Düzenlemesi mevcuttur.
3. Değerlendirme
1.Bölge adliye mahkemelerinin nihai kararlarının bozulması 6100 sayılı Kanun'un 371 inci maddesinde yer alan sebeplerden birinin varlığı hâlinde mümkündür.
2. Dava konusu parselin 02.01.2008 tarihinde mera vasfıyla kamu orta malı olarak tespit gördüğü, davacının dava konusu yaptığı alanın ziraat bilirkişilerce ikiye ayrıldığı, bir kısmında meyve ağaçlarının olduğu diğer kısmında ise tarımsal faaliyetin yapılmadığının ifade edildiği, 2019 tarihinde yapılan keşifte meyve ağaçlarının 8-10 yaşlarında olduğunun tespit edildiği, hem 1962 hem de 1988 tarihli ... fotoğraflarında, mera ile dava edilen kısım arasında sınır bulunmadığı, tarımsal faaliyet yapılmadığı, meradan açma yerlerden olduğu tespitlerinin yer aldığı görüldüğünden, davacının davasının reddedilmesinde hukuka aykırılık tespit edilmemiştir.

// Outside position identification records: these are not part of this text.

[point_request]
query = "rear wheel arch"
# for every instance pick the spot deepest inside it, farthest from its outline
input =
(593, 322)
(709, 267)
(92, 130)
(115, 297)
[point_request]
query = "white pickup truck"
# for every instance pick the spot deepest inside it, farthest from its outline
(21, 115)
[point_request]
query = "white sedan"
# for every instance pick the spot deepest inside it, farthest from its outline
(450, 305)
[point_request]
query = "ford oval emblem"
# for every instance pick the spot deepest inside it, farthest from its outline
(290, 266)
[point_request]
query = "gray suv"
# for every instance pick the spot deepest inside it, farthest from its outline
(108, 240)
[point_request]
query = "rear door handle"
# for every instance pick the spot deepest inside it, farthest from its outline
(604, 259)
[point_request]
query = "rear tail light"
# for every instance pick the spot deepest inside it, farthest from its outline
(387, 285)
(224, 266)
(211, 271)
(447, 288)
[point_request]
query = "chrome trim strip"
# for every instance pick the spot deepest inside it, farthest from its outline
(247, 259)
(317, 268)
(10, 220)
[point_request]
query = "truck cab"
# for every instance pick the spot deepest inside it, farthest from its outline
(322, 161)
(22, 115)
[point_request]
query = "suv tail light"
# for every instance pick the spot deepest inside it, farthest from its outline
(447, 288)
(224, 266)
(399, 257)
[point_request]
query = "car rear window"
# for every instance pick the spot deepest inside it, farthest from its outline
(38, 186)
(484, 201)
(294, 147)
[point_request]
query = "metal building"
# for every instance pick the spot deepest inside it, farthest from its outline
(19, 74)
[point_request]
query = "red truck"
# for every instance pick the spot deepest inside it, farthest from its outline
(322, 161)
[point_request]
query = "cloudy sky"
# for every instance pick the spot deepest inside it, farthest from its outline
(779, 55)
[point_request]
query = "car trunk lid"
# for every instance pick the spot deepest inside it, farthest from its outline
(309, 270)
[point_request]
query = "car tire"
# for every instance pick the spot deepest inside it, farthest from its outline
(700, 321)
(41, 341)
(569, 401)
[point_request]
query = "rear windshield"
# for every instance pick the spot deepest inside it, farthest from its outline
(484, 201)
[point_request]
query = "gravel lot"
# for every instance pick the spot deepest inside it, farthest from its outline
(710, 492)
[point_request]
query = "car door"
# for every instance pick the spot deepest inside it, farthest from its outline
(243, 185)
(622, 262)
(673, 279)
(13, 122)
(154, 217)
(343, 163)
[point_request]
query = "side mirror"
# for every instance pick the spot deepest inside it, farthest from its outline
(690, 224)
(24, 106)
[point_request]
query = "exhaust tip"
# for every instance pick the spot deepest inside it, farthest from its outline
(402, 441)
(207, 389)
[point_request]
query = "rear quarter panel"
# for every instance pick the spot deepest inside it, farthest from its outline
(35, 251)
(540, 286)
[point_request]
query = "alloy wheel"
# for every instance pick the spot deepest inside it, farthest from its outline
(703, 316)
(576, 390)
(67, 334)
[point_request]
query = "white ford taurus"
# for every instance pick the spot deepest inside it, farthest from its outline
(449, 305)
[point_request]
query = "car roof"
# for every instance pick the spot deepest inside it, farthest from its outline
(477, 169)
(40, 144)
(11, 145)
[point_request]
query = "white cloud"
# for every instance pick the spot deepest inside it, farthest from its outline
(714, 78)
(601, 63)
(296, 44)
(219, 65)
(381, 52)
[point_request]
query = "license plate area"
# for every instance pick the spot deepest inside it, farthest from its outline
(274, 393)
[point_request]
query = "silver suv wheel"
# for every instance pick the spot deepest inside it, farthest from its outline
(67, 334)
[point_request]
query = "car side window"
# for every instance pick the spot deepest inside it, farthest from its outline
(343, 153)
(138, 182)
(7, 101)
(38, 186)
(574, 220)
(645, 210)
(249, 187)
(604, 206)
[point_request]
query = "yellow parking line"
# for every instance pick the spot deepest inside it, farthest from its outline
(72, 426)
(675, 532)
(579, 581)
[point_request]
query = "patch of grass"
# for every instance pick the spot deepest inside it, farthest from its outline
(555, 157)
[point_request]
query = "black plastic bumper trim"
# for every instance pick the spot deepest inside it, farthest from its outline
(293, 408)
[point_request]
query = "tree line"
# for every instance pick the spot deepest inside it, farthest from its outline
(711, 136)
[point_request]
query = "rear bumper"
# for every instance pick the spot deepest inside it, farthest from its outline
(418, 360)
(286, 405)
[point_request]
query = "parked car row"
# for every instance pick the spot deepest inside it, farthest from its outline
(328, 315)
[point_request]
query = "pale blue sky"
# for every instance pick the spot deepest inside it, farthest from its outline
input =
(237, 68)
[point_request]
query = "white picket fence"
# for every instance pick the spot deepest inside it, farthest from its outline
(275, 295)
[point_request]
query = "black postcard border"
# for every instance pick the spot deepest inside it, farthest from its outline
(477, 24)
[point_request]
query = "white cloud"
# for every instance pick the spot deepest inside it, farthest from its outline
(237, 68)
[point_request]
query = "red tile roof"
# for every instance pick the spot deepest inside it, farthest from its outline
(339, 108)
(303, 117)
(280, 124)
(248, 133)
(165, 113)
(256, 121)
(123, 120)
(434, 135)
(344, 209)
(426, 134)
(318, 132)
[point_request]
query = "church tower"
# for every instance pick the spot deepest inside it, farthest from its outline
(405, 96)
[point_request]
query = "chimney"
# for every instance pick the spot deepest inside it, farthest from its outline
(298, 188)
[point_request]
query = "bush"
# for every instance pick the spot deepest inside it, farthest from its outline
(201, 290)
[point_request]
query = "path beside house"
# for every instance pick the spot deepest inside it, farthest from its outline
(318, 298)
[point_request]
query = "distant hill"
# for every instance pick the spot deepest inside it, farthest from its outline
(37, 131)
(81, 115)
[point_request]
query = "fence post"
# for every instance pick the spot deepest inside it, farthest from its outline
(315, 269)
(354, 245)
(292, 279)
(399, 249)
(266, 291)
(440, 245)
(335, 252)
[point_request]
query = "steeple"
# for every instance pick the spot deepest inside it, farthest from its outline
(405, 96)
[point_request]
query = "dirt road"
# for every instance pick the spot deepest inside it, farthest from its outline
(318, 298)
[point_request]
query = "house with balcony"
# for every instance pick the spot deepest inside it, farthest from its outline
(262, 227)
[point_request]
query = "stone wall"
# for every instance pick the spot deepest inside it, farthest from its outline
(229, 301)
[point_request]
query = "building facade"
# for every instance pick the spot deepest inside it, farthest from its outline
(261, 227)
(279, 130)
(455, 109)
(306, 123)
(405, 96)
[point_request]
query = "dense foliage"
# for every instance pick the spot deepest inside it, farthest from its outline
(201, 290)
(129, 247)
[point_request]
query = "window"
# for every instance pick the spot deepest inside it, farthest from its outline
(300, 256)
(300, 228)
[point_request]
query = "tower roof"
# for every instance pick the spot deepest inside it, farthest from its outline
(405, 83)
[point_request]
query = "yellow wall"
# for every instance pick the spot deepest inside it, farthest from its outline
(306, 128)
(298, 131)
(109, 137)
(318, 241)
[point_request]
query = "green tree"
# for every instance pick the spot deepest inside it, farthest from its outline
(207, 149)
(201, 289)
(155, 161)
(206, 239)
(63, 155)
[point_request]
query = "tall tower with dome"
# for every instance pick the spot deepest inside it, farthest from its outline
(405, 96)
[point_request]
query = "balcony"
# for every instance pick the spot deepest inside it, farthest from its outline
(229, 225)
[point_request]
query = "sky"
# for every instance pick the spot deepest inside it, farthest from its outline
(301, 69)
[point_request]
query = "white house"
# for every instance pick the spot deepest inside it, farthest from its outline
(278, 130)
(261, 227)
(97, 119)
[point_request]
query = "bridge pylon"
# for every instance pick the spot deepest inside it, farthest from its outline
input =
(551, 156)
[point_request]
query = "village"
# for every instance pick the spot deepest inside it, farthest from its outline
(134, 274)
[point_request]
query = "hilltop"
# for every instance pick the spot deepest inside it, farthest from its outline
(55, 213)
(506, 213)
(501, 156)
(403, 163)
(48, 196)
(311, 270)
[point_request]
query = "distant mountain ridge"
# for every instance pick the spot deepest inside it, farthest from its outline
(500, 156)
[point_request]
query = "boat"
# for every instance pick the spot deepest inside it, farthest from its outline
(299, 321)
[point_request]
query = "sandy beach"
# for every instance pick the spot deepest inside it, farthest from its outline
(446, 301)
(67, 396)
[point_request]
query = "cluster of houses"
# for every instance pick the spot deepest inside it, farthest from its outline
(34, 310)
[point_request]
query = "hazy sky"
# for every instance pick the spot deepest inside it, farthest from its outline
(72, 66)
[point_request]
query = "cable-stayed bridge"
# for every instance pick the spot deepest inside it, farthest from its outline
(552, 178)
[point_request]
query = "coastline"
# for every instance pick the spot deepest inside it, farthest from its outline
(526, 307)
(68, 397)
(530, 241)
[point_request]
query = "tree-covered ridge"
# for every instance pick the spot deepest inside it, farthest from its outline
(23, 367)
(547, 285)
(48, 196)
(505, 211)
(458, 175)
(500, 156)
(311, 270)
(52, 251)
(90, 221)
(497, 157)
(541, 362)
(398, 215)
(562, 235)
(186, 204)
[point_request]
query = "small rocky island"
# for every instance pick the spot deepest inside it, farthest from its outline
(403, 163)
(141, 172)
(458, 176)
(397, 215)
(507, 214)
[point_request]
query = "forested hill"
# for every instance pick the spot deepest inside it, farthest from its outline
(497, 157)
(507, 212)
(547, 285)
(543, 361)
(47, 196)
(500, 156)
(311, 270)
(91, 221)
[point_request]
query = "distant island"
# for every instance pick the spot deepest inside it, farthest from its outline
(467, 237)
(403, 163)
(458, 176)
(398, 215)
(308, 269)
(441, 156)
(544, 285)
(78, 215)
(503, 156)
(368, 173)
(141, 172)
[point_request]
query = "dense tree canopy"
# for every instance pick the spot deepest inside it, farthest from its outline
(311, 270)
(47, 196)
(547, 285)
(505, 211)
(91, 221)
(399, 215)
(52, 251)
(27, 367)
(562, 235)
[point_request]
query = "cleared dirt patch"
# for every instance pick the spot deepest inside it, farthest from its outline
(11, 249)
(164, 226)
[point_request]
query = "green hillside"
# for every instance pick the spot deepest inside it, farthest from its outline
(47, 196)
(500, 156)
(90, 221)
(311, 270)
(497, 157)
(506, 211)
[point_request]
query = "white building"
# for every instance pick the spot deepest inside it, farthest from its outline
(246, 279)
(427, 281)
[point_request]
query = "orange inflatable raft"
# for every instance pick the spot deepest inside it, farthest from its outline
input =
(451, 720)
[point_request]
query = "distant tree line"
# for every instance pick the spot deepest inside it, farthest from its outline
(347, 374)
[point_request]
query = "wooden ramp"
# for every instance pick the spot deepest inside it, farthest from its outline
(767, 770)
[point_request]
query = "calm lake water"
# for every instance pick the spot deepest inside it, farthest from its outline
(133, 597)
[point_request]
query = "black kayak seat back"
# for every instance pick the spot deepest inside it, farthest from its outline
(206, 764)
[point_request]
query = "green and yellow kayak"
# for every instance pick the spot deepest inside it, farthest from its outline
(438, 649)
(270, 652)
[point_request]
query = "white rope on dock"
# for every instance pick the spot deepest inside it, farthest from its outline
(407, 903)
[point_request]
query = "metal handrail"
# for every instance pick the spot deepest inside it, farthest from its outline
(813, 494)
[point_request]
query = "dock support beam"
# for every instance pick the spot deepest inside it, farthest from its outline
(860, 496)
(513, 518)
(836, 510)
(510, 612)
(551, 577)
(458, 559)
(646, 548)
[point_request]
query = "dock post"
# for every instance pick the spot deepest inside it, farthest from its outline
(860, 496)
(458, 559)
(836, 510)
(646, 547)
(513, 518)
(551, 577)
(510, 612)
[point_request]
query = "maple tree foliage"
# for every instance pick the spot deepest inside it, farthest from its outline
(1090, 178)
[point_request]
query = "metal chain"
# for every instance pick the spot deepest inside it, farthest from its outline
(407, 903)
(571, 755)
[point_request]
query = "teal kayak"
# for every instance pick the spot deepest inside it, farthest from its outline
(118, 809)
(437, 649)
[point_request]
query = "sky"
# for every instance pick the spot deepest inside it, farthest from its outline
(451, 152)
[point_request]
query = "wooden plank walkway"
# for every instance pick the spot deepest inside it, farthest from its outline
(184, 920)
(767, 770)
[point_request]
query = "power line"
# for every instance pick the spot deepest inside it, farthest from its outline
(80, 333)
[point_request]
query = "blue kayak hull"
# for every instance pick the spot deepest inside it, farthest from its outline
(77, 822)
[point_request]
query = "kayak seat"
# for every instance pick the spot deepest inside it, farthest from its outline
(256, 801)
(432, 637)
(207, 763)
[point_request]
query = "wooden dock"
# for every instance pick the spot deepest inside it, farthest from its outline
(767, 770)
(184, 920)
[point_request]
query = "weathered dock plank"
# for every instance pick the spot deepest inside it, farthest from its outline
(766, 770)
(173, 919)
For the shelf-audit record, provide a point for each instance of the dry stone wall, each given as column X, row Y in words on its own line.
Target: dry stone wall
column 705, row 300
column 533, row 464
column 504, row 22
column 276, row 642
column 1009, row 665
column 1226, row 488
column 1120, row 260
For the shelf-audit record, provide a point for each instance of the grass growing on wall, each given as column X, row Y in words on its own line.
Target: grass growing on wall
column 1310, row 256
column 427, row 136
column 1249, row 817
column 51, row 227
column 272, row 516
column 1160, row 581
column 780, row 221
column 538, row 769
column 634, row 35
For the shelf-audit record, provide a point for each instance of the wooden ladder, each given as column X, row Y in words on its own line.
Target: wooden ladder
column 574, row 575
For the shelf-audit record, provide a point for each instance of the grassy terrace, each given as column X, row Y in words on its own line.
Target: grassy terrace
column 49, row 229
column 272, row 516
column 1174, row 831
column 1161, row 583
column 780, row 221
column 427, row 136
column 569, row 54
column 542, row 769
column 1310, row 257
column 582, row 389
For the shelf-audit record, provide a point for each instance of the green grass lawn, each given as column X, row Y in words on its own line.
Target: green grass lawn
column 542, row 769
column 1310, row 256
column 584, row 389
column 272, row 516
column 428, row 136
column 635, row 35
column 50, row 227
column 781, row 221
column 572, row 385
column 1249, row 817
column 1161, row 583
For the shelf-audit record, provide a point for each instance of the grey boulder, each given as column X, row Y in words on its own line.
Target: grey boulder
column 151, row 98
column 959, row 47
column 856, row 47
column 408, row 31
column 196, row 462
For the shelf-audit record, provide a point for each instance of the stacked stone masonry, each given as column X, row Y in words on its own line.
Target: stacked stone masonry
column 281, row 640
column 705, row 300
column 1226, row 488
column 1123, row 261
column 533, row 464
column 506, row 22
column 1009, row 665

3. Temyizen incelenen karar, tarafların karşılıklı iddia ve savunmalarına, dayandıkları belgelere, uyuşmazlığa uygulanması gereken hukuk kuralları ile hukuki ilişkinin nitelendirilmesine, dava şartlarına, yargılama ve ispat kuralları ile kararda belirtilen gerekçelere göre usul ve kanuna uygun olup davacı vekilince temyiz dilekçesinde ileri sürülen nedenler kararın bozulmasını gerektirecek nitelikte görülmemiştir.
VI. KARAR
Açıklanan sebeplerle;
Temyiz olunan Bölge Adliye Mahkemesi kararının 6100 sayılı Kanun'un 370 inci maddesinin birinci fıkrası uyarınca ONANMASINA,
İlk Derece Mahkemesince alınan 2.736,00 TL tamamlama harcının, talebi halinde mahallinde davacıya iadesine,
Aşağıda yazılı fazla yatırılan 220.10 TL onama temyiz harcının istek halinde temyiz edene iadesine,
Dosyanın İlk Derece Mahkemesine, kararın bir örneğinin Bölge Adliye Mahkemesine gönderilmesine,
27.03.2023 tarihinde kesin olmak üzere oy birliğiyle karar verildi.